Novak P;  Brigham and Women’s Hospital, Boston, Massachusetts, USA
Systrom DM; Witte A; Marciano SP; Felsenstein D; Milunsky JM;
Milunsky A; Krier J; Fishman MC

PLoS ONE [Electronic Resource]. 21(1):e0341278, 2026.

INTRODUCTION: Long COVID and myalgic encephalomyelitis/chronic fatigue
syndrome (ME/CFS) are relatively common and disabling multisystem
disorders that share overlapping features, including post-infectious onset
and similar clinical manifestations such as brain fog, fatigue, muscle
pain, and dysautonomia with orthostatic intolerance. These similarities
suggest that Long COVID and ME/CFS may share common pathophysiological
mechanisms, though the underlying mechanisms remain poorly understood,
partly due to the difficulty in quantifying many of the symptoms.

MATERIALS AND METHODS: This retrospective study evaluated Long COVID and
pre-COVID ME/CFS patients who completed autonomic testing between 2018 and
2023 at the Brigham and Women’s Faulkner Hospital Autonomic Laboratory.
The evaluations included autonomic tests (Valsalva maneuver, deep
breathing, tilt-table test, and sudomotor function) with capnography and
transcranial Doppler monitoring of cerebral blood flow velocity (CBFv) in
the middle cerebral artery, neuropathic assessment through skin biopsies
for small fiber neuropathy (SFN), invasive cardiopulmonary exercise
testing (ICPET), and laboratory analyses covering metabolic, inflammatory,
autoimmune, and hormonal profiles.

RESULTS: A total of 143 Long COVID and 170 ME/CFS patients were analyzed
and compared to 73 healthy controls and 290 patients with hypermobile
Ehlers-Danlos syndrome (hEDS). Tests revealed extensive similarities
between Long COVID and ME/CFS, including reduced orthostatic CBFv (92%/88%
in Long COVID/ME/CFS), mild-to-moderate widespread autonomic failure
(95%/89%), presence of SFN (67%/53%), postural tachycardia syndrome (POTS)
(22%/19%), neurogenic orthostatic hypotension (15%/15%) and preload
failure (96%/92%, assessed in 25/66 Long COVID/ME/CFS). Patients with hEDS
exhibited more severe peripheral neurodegeneration compared to the other
groups. Laboratory tests did not distinguish between the conditions.

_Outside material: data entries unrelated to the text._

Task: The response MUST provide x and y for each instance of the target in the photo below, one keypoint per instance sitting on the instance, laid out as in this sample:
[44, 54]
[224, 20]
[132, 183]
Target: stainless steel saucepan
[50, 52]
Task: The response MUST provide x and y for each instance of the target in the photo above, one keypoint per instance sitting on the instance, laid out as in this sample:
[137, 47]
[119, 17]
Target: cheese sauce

CONCLUSION: Both Long COVID and ME/CFS demonstrate dysregulation in
cerebrovascular blood flow, autonomic reflexes, and small fiber
neuropathy, suggesting that these conditions may share a common underlying
pathophysiology. However, differing distributions of findings in patients
with hEDS raise the question of whether these conditions represent
distinct but overlapping syndromes or reflect a shared underlying pathway.
Further research is required to clarify the relationship between these
conditions and the potential underlying pathophysiological mechanisms.